Depends ENTIRELY on the company, and the funding structure at any given point.
At Enron Broadband, for instance, I had a $2B commitment and the full weight of a Fortune 50 company behind us from pretty much Day One. There was no "founder's pool" - just an employee option pool, which if I recall correctly was 10%. The most highly compensated individual was the first CEO, who got a full point. My hiring strategy was to hire everyone I knew that was really good and have them help me bring on everyone they knew that was really good. We were in a full-out sprint against six other companies trying to build big fiber and IP networks, which was our publicly acknowledged mission, and competing against a variety of startups creating what became known as content delivery networks, video on demand, broadcast quality real-time video streaming, and a commodity market for bandwidth.

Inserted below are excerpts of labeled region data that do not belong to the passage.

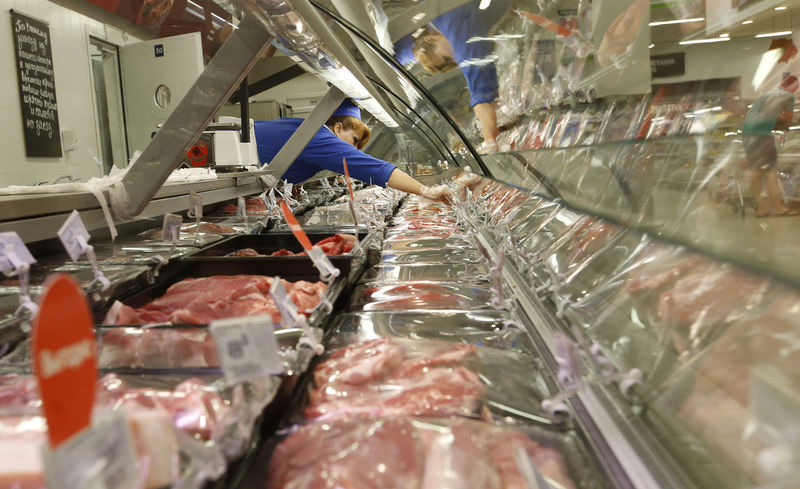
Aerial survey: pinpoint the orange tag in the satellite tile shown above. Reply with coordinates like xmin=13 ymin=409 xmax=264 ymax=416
xmin=281 ymin=201 xmax=311 ymax=251
xmin=33 ymin=273 xmax=97 ymax=448
xmin=342 ymin=158 xmax=356 ymax=200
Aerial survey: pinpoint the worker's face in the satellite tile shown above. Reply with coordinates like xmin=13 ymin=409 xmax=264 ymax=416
xmin=333 ymin=122 xmax=361 ymax=148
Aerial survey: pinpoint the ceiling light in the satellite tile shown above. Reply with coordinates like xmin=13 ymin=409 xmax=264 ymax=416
xmin=678 ymin=37 xmax=731 ymax=46
xmin=756 ymin=31 xmax=792 ymax=37
xmin=647 ymin=17 xmax=706 ymax=27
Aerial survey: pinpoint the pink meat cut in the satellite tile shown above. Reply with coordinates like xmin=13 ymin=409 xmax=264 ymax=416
xmin=267 ymin=417 xmax=575 ymax=489
xmin=114 ymin=275 xmax=327 ymax=324
xmin=305 ymin=338 xmax=485 ymax=419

Contrast with NewCross, where two founders had raised a Seed and were just closing Series A when I got there - the key need was to rapidly commercialize some intellectual property acquired from Telcordia. Thus, the strategy was to hire, on a fairly limited budget, the right people away from Telcordia -- where they were heavily compensated and "comfortable". The key was to hire to maximize the ability to further hire later on. Thus, hiring not quite enough people, but getting the "team leaders" - not from the perspective of the Telcordia org chart, but from the hearts of the team - was key. These guys got heavy option grants, slightly-below-market salaries with performance bonuses, excellent benefits, and the chance to take ideas they'd been working on and do something radically different with them
Series B was about scaling the team, which included adding sales and marketing functions, additional product managers, and of course, a lot more developers. These guys got less heavy option grants, at-market salaries, the same excellent benefits and opportunity to do something meaningful.
Series C was about go-to-market, we're broadening the reach was important, and that meant dedicated customer support. These guys got thinner option grants and were otherwise identical to the Series B hires.
Series D was a pivot, which meant hiring new classes of people with new skills to turn the ship and capture new customers off of pieces of the existing product while the dev team focused on re-shaping that into something more marketable. By this point, no one was thinking that options had a lot of value. Which, in this case, proved to be correct.